Moody’s Analytics: Gain a 360-degree view of risks
Colin Holmes, general manager - insurance, at Moody's Analytics, and Michael Steel, general manager, RMS, a Moody’s Analytics company, discuss their vision for integrated risk assessment
How can Moody’s Analytics help insurers address climate risk and ESG issues?
Our strategy is all about helping our customers make better decisions through our integrated risk assessment solutions.
ESG and the impact of climate risk are now significant focal points, for reasons that are well-established. We have invested significantly in recent years and further developed our capabilities this year supporting ESG assessment to meet the increasing demand, as insurers develop and implement strategies for sustainability, and as regulatory and reporting requirements are introduced.
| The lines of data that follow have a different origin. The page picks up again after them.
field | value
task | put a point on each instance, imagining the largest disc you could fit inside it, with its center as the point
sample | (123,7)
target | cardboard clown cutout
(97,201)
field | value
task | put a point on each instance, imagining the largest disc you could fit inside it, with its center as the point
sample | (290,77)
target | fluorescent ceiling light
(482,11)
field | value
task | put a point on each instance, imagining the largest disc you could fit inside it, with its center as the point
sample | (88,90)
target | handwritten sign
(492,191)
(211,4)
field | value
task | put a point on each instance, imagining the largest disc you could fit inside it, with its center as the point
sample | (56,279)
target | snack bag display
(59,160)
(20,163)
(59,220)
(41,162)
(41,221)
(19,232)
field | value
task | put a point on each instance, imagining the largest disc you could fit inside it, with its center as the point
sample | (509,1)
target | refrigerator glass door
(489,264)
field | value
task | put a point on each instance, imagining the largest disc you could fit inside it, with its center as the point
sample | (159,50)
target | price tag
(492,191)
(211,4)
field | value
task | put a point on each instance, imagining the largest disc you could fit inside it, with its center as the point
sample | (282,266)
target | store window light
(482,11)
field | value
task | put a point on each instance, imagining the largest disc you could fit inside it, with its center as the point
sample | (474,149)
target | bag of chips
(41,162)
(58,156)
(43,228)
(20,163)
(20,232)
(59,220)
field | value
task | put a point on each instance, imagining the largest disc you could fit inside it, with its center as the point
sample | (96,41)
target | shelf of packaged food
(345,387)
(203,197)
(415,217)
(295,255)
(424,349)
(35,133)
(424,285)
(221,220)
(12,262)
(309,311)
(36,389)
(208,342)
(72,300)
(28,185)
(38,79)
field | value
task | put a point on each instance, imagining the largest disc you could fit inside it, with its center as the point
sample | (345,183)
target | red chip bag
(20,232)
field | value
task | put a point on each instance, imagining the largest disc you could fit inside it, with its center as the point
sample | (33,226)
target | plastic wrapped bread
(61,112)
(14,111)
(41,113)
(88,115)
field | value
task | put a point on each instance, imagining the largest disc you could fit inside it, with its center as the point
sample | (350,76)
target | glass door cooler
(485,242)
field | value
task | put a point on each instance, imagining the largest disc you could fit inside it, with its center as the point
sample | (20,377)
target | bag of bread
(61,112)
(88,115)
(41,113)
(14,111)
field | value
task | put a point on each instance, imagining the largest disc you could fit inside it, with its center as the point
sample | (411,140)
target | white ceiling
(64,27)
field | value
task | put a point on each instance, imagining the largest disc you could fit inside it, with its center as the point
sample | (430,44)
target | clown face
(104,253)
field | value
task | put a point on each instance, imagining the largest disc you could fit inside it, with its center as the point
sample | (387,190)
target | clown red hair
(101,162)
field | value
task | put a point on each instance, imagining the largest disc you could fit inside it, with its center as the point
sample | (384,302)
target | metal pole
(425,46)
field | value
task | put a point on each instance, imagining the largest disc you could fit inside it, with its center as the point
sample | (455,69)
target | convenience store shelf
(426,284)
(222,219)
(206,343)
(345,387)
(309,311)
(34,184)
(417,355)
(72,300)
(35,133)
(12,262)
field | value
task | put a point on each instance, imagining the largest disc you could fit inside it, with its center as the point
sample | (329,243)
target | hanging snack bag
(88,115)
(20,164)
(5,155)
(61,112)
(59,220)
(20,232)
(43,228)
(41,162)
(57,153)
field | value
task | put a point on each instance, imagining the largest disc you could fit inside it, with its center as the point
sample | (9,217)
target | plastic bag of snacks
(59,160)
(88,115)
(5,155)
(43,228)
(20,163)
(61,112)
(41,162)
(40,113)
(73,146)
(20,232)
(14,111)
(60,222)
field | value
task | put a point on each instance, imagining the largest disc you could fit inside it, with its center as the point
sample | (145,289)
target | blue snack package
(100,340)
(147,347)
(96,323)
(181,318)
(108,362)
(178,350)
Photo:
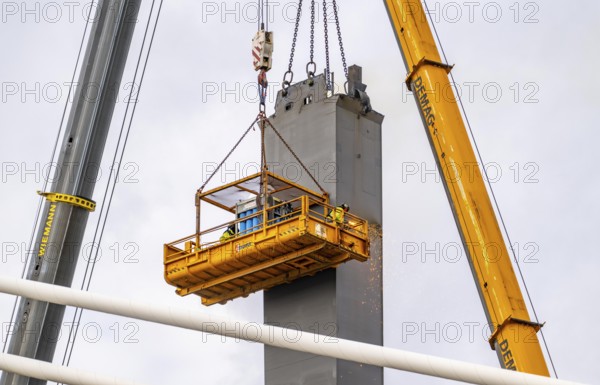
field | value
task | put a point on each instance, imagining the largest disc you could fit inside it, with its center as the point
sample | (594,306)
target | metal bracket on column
(84,203)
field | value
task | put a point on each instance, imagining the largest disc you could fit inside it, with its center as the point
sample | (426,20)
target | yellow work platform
(289,237)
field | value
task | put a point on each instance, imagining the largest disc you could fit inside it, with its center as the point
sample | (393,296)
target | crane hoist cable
(487,179)
(101,224)
(262,51)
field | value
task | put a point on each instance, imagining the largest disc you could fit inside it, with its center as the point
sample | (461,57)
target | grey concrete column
(339,139)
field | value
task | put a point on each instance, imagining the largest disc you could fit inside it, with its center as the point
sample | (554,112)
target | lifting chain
(337,26)
(327,67)
(262,90)
(311,67)
(288,76)
(295,156)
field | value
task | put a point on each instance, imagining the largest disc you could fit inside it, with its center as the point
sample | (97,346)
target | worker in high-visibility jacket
(337,215)
(228,234)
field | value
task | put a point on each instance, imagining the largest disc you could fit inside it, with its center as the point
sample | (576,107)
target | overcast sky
(528,72)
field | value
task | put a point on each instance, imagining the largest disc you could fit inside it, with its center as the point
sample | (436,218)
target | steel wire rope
(41,199)
(492,192)
(92,261)
(229,154)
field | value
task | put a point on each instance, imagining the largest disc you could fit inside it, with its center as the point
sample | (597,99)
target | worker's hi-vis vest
(337,215)
(228,234)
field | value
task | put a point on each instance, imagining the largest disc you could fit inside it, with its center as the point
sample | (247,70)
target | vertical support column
(339,140)
(59,237)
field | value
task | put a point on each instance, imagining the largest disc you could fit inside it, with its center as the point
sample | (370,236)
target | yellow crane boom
(513,333)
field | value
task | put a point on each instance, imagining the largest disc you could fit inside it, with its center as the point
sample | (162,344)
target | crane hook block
(262,50)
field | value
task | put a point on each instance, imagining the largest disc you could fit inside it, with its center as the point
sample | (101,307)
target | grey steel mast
(65,214)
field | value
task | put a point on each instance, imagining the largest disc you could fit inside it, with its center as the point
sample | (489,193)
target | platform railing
(274,215)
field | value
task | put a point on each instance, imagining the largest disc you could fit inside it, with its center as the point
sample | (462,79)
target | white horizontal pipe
(60,374)
(278,337)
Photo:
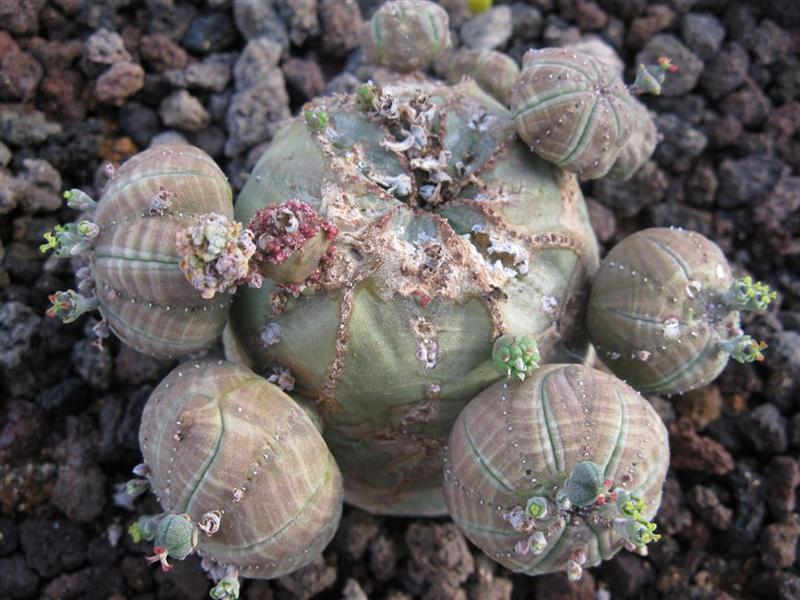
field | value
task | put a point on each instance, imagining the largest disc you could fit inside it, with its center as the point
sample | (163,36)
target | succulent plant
(664,311)
(556,472)
(135,277)
(494,71)
(573,110)
(243,475)
(406,35)
(449,234)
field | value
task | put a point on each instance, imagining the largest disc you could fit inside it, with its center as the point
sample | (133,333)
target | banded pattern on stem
(514,447)
(142,292)
(658,312)
(217,437)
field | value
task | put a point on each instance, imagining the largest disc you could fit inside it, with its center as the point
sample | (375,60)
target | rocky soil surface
(87,82)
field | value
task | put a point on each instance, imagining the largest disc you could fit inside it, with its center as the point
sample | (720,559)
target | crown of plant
(243,476)
(494,71)
(574,110)
(664,311)
(406,35)
(135,275)
(557,472)
(420,230)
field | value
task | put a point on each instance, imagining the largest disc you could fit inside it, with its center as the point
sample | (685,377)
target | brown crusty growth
(217,437)
(572,109)
(521,440)
(143,294)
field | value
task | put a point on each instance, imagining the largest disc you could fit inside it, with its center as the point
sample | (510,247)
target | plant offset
(414,262)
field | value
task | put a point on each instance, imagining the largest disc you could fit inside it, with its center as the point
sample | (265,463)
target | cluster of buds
(746,294)
(291,242)
(70,305)
(215,255)
(515,356)
(650,78)
(71,239)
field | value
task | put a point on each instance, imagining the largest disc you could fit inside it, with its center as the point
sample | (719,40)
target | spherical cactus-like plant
(407,35)
(135,277)
(446,234)
(241,471)
(639,147)
(664,311)
(494,71)
(572,110)
(557,472)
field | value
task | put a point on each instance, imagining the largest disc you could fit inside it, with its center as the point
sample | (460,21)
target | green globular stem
(746,294)
(515,356)
(176,537)
(79,200)
(228,587)
(71,239)
(136,487)
(650,78)
(744,349)
(368,94)
(144,528)
(317,119)
(70,305)
(585,485)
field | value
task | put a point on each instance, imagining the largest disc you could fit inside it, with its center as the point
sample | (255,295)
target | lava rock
(94,365)
(339,21)
(690,66)
(304,79)
(726,71)
(628,198)
(161,53)
(39,187)
(101,50)
(657,18)
(17,579)
(261,19)
(491,29)
(255,114)
(261,55)
(783,477)
(20,74)
(703,33)
(25,126)
(779,543)
(693,452)
(706,504)
(747,180)
(182,110)
(51,547)
(209,33)
(121,81)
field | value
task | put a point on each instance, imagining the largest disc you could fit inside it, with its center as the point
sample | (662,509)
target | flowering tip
(70,305)
(746,294)
(215,254)
(744,349)
(79,200)
(515,356)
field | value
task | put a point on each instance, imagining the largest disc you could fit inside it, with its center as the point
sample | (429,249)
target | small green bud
(744,349)
(79,200)
(70,305)
(515,356)
(650,78)
(317,119)
(537,507)
(136,487)
(746,294)
(227,588)
(585,484)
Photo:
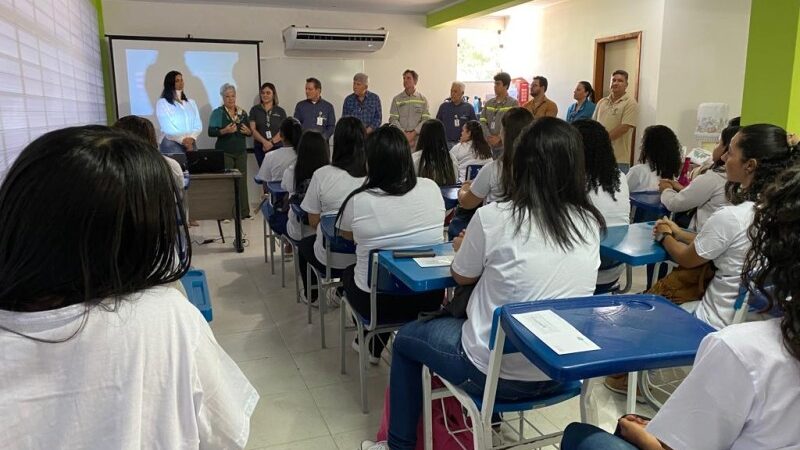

Our ESG and climate scores, data and expertise have equipped market participants across the globe with the understanding they need to manage risks and identify growth opportunities. With the addition of RMS and their deep knowledge and expertise in underwriting and climate modelling, Moody’s is uniquely placed to operationalise the process for integrating ESG into underwriting decision-making. We combine our comprehensive ESG coverage for public and private entities, underpinned by a double materiality approach, delivered by our cloud-based SaaS platform built with the underwriter and portfolio manager in mind.
How do you expect risk modelling to change over the next five years?
As risks are becoming ever more complex, delivering solutions to meet demand for better data, modelling and analytics is critical over the next five years and beyond.
Once again, tragic climate-related events across the globe sharpen the focus on the increased frequency of climate-related losses. More insurers are beginning to make a public declaration on their climate and sustainability strategies. They are also committing to the mandates of net zero industry bodies, such as the Net Zero Insurance Alliance. This turns attention to achieving a consistent risk strategy across business functions and managing reputational risk among a growing range of interested stakeholders.
We expect to see more developments and a broader range of data and factors included on our Climate Conditioned models. Bringing together our expertise in climate, natural catastrophes, economic and market risk offers insurers a deeper understanding of a more integrated approach in this challenging area.
We also expect the importance of technology and cyber risk to create potential growth opportunities for insurers in a new risk area. We are continuing to invest heavily in our cyber capabilities and are working to integrate products and services to support insurers as they seek to grow their cyber offerings.
Investments in technology and particularly our cloud solutions, such as RMS® Risk Modeler™ and RMS ExposureIQ™ create a seamless integrated view of risk for an insurer which is embedded into their core workflows. This enables faster, more efficient decision-making as the risk landscape evolves.
Is IFRS 17 and LDTI still a major challenge for insurers at this stage?
Insurers are now in the later stages of their preparations for IFRS 17 and LDTI reporting in 2023. Our teams are focused on giving the help our customers need to be production ready for the reporting deadline. There are of course other insurers and countries with later implementation dates beyond 2023. We are working with them at different stages in the implementation timeline, but they will benefit greatly from the lessons learned in the first wave of implementation and reporting.
We are also working with some insurers who are now assessing if their actuarial and financial reporting capabilities are up to the mark. With the immediate need for a process to be established and defined, the focus is shifting to modernisation.
Beyond accounting standards, we have been engaging with the industry on a fresh IFRS challenge, the new IFRS Sustainability Disclosure Standards. Based on the Task Force on Climate-Related Financial Disclosures (TCFD) and the Sustainability Accounting Standards Board (SASB), the new Sustainability Disclosures that impact both sides of the balance sheet, P&L and cash flows will need to be made at the same time and with the same rigour as financial reporting.